EghtesadOnline: Foreign currency offered at the secondary foreign exchange market increased significantly in the past week, the Central Bank of Iran said.
Forex sold in the secondary market (known locally as NIMA) grew 48% in the five business days last week (May 9-13) compared to the similar period a week earlier, the CBI website reported.
The total was €313 million -- enough to meet limited import needs.
Nima is an online platform affiliated with the CBI where exporters sell their overseas currency income and companies buy it for importing goods, machinery, equipment and raw materials. The rates are usually below open market rates.
The CBI said demand for foreign currency didn't grow proportionally as only €138 million was bought from the market during the week to post a 23% growth compared to a week earlier.
The trade volume at Nima had declined due to government restrictions on businesses to help control the spread of coronavirus, and closure of exchange bureaus, which are in charge of transferring non-oil export earnings back home.
Earlier in the week CBI Governor Abdolnasser Hemmati had said “repatriation of export earnings will be back to normal” as non-oil exports resume and money-changers reopen.
INTA to Refund VAT
In related news, Iran Export Confederation said the Iranian National Tax Administration will start refunding value added tax paid earlier by non-oil exporters on May 21.
As part of incentives to non-oil exporters, their VAT is refunded a month after they repatriate 70% of their earnings.
Exporters have complained about their money, paid earlier as VAT, being blocked by the Iran National Tax Administration, saying that they need the money to remain in the tight market.
The issue has become a matter of hot debate between exporting firms and the CBI. The former claim they are unable to fully repatriate their earnings due to US restrictions on money transfer to and from Iran.
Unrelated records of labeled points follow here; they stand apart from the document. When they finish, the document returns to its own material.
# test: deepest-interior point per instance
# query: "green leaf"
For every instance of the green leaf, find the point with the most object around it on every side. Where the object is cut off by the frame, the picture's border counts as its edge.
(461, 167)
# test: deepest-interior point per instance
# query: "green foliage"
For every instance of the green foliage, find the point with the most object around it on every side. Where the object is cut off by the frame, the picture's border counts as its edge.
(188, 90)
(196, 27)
The CBI, under monting pressure to secure forex for key commodities is indifferent to their cries and is deeply disappointment about the (meager) amounts of repatriated earnings.
In a letter to President Hassan Rouhani in March, head of the Iran Chamber of Commerce, Industries, Mines and Agriculture. Gholamhossein Shafe’i, urged the president to order INTA to unfreeze a portion of the blocked money to enable exporters run their companies under the tough Covid-19 conditions.
As per rules, export companies must sell at least half their earnings in the secondary market. Petrochemical exporters must bring back at least 60% of their overseas earnings and sell it via Nima.
Exporters are also obliged to sell at least 20% of the total proceeds in cash to authorized moneychangers. The balance can be used to import goods, machinery and equipment either by the exporter or other third parties.